ANATOMICAL STUDY OF THE RELATIONSHIP BETWEEN PLACENTAL WEIGHT, UMBILICAL CORD LENGTH, AND NEONATAL BIRTH WEIGHT
DOI:
https://doi.org/10.22159/ajpcr.2025v18i8.55589Keywords:
Placental weight, Umbilical cord length, Neonatal birth weight, Fetal growth,, Term pregnancyAbstract
Objective: To analyze the relationship between placental weight and umbilical cord length with neonatal birth weight in term singleton pregnancies and to identify whether placental and cord parameters can serve as a predictor of fetal growth outcomes.

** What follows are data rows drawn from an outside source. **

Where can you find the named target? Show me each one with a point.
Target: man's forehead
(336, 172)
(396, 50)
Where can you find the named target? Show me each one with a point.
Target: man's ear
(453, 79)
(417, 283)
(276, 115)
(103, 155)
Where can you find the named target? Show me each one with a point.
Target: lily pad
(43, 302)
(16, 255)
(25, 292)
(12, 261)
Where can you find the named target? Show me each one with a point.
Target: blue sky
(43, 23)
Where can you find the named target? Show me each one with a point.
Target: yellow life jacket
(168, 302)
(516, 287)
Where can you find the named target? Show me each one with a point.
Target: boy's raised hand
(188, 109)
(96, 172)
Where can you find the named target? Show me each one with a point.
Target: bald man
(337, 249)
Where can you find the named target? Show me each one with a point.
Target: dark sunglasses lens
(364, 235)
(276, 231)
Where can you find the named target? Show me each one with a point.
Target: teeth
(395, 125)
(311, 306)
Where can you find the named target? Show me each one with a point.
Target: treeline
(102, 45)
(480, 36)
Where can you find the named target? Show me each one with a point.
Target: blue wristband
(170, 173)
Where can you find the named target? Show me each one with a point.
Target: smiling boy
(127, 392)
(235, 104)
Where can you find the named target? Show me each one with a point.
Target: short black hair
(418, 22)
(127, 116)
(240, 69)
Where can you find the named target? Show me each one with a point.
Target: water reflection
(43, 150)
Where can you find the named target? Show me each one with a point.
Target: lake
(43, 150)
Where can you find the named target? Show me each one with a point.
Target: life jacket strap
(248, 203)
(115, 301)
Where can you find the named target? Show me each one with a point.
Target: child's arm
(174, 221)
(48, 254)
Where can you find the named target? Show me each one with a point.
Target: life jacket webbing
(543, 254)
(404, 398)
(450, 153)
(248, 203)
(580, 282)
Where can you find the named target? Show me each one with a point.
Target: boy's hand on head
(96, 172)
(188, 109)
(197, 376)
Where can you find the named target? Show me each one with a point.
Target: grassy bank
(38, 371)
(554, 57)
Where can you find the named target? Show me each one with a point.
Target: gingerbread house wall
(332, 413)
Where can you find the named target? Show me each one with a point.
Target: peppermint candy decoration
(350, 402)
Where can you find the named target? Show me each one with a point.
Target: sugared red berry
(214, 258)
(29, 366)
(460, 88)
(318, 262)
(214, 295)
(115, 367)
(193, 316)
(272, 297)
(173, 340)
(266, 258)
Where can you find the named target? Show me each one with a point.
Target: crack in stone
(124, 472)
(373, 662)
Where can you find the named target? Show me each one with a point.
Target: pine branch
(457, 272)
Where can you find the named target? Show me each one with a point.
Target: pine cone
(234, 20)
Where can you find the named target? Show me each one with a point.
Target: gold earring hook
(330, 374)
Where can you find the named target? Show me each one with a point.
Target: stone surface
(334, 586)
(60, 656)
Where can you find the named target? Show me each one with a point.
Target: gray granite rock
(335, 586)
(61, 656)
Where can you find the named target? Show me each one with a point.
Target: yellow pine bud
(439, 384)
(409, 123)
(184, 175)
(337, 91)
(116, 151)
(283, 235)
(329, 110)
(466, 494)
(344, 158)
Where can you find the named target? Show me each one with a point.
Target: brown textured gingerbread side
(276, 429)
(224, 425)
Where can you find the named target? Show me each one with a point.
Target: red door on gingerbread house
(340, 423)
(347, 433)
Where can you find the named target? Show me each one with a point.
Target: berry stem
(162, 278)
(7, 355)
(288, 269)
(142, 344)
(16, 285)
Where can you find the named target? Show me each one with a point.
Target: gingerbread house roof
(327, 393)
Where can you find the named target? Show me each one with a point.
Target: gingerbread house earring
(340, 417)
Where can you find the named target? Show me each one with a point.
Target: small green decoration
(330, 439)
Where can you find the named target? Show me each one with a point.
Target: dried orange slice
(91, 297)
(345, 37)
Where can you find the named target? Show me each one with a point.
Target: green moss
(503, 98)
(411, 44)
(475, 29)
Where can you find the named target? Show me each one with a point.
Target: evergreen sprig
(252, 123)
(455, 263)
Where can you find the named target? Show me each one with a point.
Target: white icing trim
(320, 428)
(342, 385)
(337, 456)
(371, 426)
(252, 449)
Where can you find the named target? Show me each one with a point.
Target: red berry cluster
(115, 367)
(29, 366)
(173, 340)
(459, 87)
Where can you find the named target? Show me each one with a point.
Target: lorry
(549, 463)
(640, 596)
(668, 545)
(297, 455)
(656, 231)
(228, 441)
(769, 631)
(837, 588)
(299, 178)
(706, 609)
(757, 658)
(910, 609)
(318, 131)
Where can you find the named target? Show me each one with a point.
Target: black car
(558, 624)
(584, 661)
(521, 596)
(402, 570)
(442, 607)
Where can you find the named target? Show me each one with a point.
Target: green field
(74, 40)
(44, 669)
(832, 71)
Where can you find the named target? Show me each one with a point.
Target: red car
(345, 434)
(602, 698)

Methods: This hospital-based, cross-sectional study was conducted from January to December 2024 in the Department of Obstetrics and Gynecology of a tertiary care center. A total of 60 term singleton pregnancies (37–42 weeks) were included based on predefined inclusion and exclusion criteria. Immediately post-delivery, neonatal weight was recorded using a digital scale. Umbilical cord length was measured from placental insertion to the neonatal end, and the trimmed placenta was weighed with an electronic balance. Data were statistically analyzed using the Statistical Package for the Social Sciences v23.0. Pearson was applied to determine relationships among placental weight, cord length, and birth weight.
Results: The mean placental weight was 588.8 g. The mean umbilical cord length was 41.12 cm, and the mean neonatal birth weight was 2963.83 g. There was a strong positive relationship between placental weight and birth weight as indicated by a Pearson correlation coefficient (r) of 0.9983. This correlation was statistically highly significant, with a p<0.001. The mean umbilical cord length in the studied cases was 41.117 cm, whereas the mean birth weight was 2963.83 g. The association was not statistically significant (p=0.1305).
Conclusion: Placental weight demonstrates a significant positive association with neonatal birth weight. However, umbilical cord length lacks statistical significance for the prediction of birth weight. Post-delivery placental evaluation may aid retrospective assessment of fetal well-being and inform perinatal risk stratification.